B : Comme tu t’en doutes, j’ai moins de temps que par le passé. Je sors d’une grosse année avec une longue tournée. Dès que je peux, je le fais. L’autre jour, on est allé à Calais pour un show. Il y avait un centre social à proximité. On a fait un morceau ensemble. C’était un super moment. C’est quelque chose d’important pour moi, d’autant plus aujourd’hui avec ma noble notoriété. Ça permet de donner de l’espoir et de montrer que je suis normal. Ma musique est sociale. Elle est engagée en termes d’émotions et de valeurs. 

En 2024, beaucoup d’auditeurs reprochent aux médias rap de ne plus émettre de critiques. Qu’en penses-tu ? Est-elle nécessaire  ?

B : Ce qui est drôle, c’est que je suis extrêmement critique avec la musique (rires). Quand tu aimes, tu es plus ouvert à la critique. Aujourd’hui, tout est masterclass, poulet et chèvre dans le rap. Quand il n’y a plus que des GOATS, il reste un troupeau (rires). Globalement, il y a un investissement émotionnel trop important des auditeurs. Ce n’est pas grave si l’album de ton artiste favori est nul. Il faut se détendre avec la musique. Il y a tellement de rap actuellement que c’est normal qu’il y ait du moins bon. Au contraire, il n’y a jamais eu autant de bonnes choses dans le rap. 

📷 : @by_kela

Comment réagis-tu face à la critique en général ? Qu’elle soit constructive ou non.

B : Ça dépend (rires). Il y a forcément une part d’égo quand on te dit que ton album est naze. Je suis arrivé à un niveau où j’aime à 1000 % ma musique. Je sais que je fais mieux à chaque projet car je monte mon niveau d’exigence. Si tu me critiques, c’est juste qu’on n’a pas les mêmes goûts et ça je ne peux rien dire. 

De nombreuses personnes se sont moquées de la cover de ton dernier album Dire Je t’aime. Comment as-tu réagi ? 

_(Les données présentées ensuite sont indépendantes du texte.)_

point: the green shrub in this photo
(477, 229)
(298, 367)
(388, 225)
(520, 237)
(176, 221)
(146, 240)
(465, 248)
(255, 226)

B : Honnêtement, je ne m’attendais pas à ce qu’il ait toujours autant de débiles dans ce pays. Ça a aussi prouvé qu’une grande partie des Français est encore homophobe. Si la cover a fait parler, c’est qu’elle est réussie. Dire « je t’aime » est une action complexe. Tu regardes dans les yeux tes propres émotions. La cover représente un moment intime entre trois amis. Le but était de mettre en avant une photo qui transpire quelque chose. Quand on me dit que la cover fait « trop gay », ça n’a aucun sens. 

Photographie : @by_kela.

Après un peu plus de 6 ans de carrière, tu commences à avoir de la bouteille. Comment perçois-tu le milieu du rap, son industrie et ses acteurs ? 

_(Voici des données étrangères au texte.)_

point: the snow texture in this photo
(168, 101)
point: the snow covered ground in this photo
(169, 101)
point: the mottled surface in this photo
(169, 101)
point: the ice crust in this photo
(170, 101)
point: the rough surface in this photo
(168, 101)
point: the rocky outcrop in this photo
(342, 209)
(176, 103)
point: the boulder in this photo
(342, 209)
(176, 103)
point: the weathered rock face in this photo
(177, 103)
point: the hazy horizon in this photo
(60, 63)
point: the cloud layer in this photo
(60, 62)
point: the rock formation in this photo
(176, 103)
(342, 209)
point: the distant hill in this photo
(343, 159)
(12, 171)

B : Il y a plus de gens bien qu’on ne le pense. C’est comme dans la vraie vie. C’est un milieu où il y a énormément d’égo. Il faut apporter de la nuance. Je me suis fait plein d’amis dans le rap comme il y a des endroits où je ne mettrai jamais les pieds. Je suis indépendant donc tout se passe très bien de mon côté. Je ne m’associe qu’avec des gens de confiance. Je suis là pour être heureux. Je reste ambitieux, car je ne suis pas encore à la place que je mérite. 

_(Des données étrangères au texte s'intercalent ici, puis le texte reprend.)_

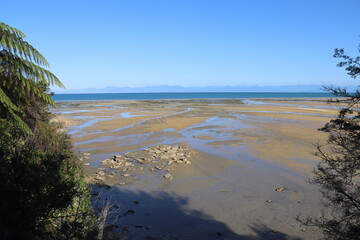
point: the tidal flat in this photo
(202, 168)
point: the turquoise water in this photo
(187, 95)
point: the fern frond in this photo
(7, 103)
(22, 67)
(12, 41)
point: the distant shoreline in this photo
(186, 95)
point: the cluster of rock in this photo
(173, 154)
(124, 168)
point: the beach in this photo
(202, 168)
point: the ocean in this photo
(185, 95)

Pour de nombreuses personnes, le rap est sur la pente descendante, on arrive à un tournant dans l’histoire du genre en France. Premièrement, es-tu du même avis ? Secondement, comment vois-tu l’avenir du rap ? 

B : Qu’ils regardent mes streams (rires). Mes stats sont à la hausse. Plus sérieusement, c’est peut-être la fin du second âge d’or pour les producteurs. Ceux qui se font de l’argent sur la gueule de tout le monde. C’est probablement le début de l’âge d’or des artistes indépendants. Les gens aiment l’authenticité et la sincérité. Il faut travailler sa singularité. Le rap est immortel. Cependant, je trouve que l’on demande trop d’argent à nos auditeurs avec les disques, les précommandes ou le merch. Je préfère qu’une personne ne vienne pas me voir en concert si ça peut lui permettre de manger correctement dans le mois. Des fois au stand de merch, j’en vois certains qui n’ont pas de thunes, mais qui creusent leur découvert. Ce n’est pas parce que tu achètes un objet que je t’aime davantage. 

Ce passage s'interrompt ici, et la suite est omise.